For the task of grouping presentations and posters into thematic sessions, we assessed the consistency of clustering results from two LLMs using different inputs (titles, abstracts, and keywords). Due to logistical and timeline constraints inherent to conference organization, we were unable to exhaustively test every possible configuration and permutation for each LLM. Instead, we focused on a limited set of input configurations with practical relevance for GPT and LLaMa models. Table 1 shows that our GPT-based models were more consistent with varying inputs compared to LlaMa models, which showed low consistency. The highest consistency for GPT was between title-and-abstract and title-abstract-keyword inputs, but even this was modest, indicating sensitivity to input and the need for human oversight. Based on these comparisons—and following consensus among the Chair and Vice Chairs—we found that GPT-based results were generally preferable for our specific needs. We recognize, however, that this conclusion is limited by the scope of our comparison and is subject to the specific preferences and organizational context of this conference.
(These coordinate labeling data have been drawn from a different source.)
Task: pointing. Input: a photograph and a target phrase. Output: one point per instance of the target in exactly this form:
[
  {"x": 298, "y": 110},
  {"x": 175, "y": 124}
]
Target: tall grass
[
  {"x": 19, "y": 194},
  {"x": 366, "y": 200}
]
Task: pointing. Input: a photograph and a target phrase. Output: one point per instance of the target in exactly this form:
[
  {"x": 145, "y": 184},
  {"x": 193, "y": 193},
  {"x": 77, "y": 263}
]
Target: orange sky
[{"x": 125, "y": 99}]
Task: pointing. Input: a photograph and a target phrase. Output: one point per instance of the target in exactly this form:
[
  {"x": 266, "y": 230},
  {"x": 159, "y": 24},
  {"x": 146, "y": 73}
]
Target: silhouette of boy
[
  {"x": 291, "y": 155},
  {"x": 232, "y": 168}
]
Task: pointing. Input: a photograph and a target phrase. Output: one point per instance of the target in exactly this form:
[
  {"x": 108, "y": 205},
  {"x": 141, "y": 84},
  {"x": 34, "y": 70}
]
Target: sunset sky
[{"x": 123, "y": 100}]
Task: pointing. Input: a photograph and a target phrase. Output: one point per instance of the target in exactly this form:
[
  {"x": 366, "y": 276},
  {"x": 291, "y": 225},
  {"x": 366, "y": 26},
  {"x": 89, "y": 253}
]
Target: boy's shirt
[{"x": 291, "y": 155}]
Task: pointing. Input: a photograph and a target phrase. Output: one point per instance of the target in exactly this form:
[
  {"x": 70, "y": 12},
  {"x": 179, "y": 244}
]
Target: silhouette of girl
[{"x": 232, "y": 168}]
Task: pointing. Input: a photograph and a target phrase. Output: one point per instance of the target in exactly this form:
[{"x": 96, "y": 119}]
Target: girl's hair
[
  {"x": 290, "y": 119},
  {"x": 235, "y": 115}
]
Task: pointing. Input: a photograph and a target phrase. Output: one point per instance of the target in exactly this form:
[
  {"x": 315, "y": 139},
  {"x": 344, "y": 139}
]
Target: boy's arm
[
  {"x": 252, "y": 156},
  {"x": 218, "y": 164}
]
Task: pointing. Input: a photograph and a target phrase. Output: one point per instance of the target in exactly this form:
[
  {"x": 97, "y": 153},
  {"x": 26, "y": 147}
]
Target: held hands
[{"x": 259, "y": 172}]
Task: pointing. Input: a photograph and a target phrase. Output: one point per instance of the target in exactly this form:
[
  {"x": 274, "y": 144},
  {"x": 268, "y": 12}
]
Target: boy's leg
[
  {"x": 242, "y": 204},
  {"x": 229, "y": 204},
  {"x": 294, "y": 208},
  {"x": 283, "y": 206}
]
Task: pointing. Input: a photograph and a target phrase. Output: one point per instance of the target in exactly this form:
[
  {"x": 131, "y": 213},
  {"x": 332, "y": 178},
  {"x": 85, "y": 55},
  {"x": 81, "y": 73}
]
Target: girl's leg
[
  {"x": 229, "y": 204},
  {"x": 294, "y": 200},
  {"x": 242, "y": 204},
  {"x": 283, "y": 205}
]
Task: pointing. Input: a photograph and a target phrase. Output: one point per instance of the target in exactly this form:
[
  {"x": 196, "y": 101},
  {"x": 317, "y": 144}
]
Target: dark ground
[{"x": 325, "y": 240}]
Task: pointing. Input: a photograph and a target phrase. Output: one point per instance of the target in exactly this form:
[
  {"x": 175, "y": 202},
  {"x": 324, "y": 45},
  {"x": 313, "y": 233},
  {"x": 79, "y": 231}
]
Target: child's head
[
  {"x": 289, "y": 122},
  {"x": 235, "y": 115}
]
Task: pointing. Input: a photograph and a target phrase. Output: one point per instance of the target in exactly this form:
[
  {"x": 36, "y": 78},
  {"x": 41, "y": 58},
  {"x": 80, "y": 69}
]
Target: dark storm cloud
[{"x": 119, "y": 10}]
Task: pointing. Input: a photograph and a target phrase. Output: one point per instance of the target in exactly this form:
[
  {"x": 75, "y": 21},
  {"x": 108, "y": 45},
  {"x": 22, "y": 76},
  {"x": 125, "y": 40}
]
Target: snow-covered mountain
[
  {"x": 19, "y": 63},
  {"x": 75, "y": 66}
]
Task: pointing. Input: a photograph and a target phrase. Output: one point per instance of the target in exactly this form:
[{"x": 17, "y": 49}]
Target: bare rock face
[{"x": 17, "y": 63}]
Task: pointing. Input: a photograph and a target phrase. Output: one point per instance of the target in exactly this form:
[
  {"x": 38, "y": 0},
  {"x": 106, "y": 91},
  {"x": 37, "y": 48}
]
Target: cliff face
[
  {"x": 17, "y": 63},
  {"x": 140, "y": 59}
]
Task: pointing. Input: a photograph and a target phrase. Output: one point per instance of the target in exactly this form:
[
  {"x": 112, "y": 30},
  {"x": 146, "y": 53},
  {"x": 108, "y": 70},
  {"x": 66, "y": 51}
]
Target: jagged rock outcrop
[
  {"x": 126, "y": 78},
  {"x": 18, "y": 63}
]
Table 1 Clustering consistencies among various configurations of different LLMs

Organizers selected the title-and-abstract clustering by GPT after review. Adding keywords sometimes led to generic groupings, whereas excluding them kept submissions more topic-specific. For example, a study on transgender populations in pediatric psychiatry, tagged with the keyword Social Determinants of Health (SDOH), focused on EHR data characterization of subpopulations rather than SDOH itself. Further refinements were made to GPT’s clustering. For instance, multiple sessions on Natural Language Processing (NLP) needed reorganization into sub-themes like health language models and GPT-focused studies. The final sessions showed an adjusted mutual information (AMI) of 0.6041 with GPT’s suggestions, which was higher than the AMIs among all LLM-generated sessions, underscoring the importance that a good starting point provided by LLM could aid in human adjustments.

For many GPT-suggested session titles, we directly adopted the suggestions, such as “Empowering Clinical NLP with Large Language Models” and “SDoH: Insights, Interpretations, and Innovations.” However, some sessions required more human input to ensure the titles accurately reflected the diversity of their content. For example, we changed “Enhancing Interoperability and Clinical Decision Support with FHIR” to “Enhancing Interoperability in Healthcare” since not all presentations in that session focused on FHIR (Fast Healthcare Interoperability Resources) and clinical decision support. This ensured that session titles were inclusive and representative of their respective presentations. To assess the similarity between the lists of session names before and after human modification, we use GPT’s embedding models to generate vector representations of each session name in both lists. By comparing the cosine similarities between these vectors, we found the closest match for each session name in one list to a session name in the other list. The average of these similarities across all sessions had a numeric similarity score of 0.9334, demonstrating that minimal adjustments were deemed necessary.

In summary, this work represents an early effort to integrate LLMs into the conference organization process, providing valuable lessons for future academic conferences aiming to combine human expertise with the computational power of LLMs. Our approach is scalable and adaptable for leveraging AI in academic settings, ultimately fostering a more efficient and collaborative scholarly community. While LLMs have significantly advanced the automation of conference organization tasks like submission-reviewer matching and generating one-sentence summaries, human oversight remains essential, particularly in grouping presentations into thematic sessions. Complete automation of conference agenda creation with minimal human input calls for more iterative developments, continuous refinement and extensive testing as AI models become more sophisticated.